I'm the last person to write a piece of McCain puffery, but crazy-like-a-fox stuff like this is pushing me over the edge:


Examine these mail pieces sent to New Hampshire households, and you'll see that McCain is not only pushing his environmental credentials -- he's positioning himself to the left on the issue. The piece quotes the Natural Resources Defense Council singing the Arizonan's praises, along with Republicans for Environmental Protection -- a group that -- let's not kid ourselves -- borrows straight from the Ann Stone/Main Street playbook.
The piece also implies that McCain has been alone among the Presidential candidates, Democrat or Republican, in leading the way on climate change legislation.
This is McCain 1.0, going back to the well of New Hampshire independents who were so generous with their votes last time.

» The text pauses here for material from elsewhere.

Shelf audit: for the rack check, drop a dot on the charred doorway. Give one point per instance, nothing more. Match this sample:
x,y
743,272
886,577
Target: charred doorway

The 2000 primary showed how it could work. This time, McCain only needs a fraction of the independents he got last time to make the same dramatic impact.
This development is something to be taken seriously. McCain only works as a stealth candidate. Positions like these are what killed his frontrunner status. But if he can sneak up on you from the back of the pack...
The electorate has not learned one bad new thing about John McCain in five months. No one has even bothered attacking him. The thick oppo books on him have scarcely been cracked. The anti-McCain army that had all but claimed victory this summer has demobilized. At the same time he remains extremely well known. As a result, his campaign has been touting poll numbers showing him as the most electable Republican against Hillary Clinton. That's what happens when you're popular and people refuse to attack you. It's the position Rudy was in a year ago, when no one took him seriously.
What happens to Rudy Giuliani if McCain edges him out in New Hampshire? What happens if the winners of the first two major nominating contests are Huckabee and McCain?
It seems to me that Rudy especially needs to start thinking about popping the McCain bubble. McCain remains the longest of long shots for the nomination, but he could play the homewrecker role, severing Rudy from his ascendancy with the center-right voters he needs to win.
Closing thought: If a vote for Huckabee is a vote for Rudy, there could also be some strange McCain-Romney alliance brewing wherein McCain is the instrument Romney uses to disqualify Rudy. MIA in all this is Fred.
(Hat tip to the McCain-friendly GreenMountainPolitics1 blog.)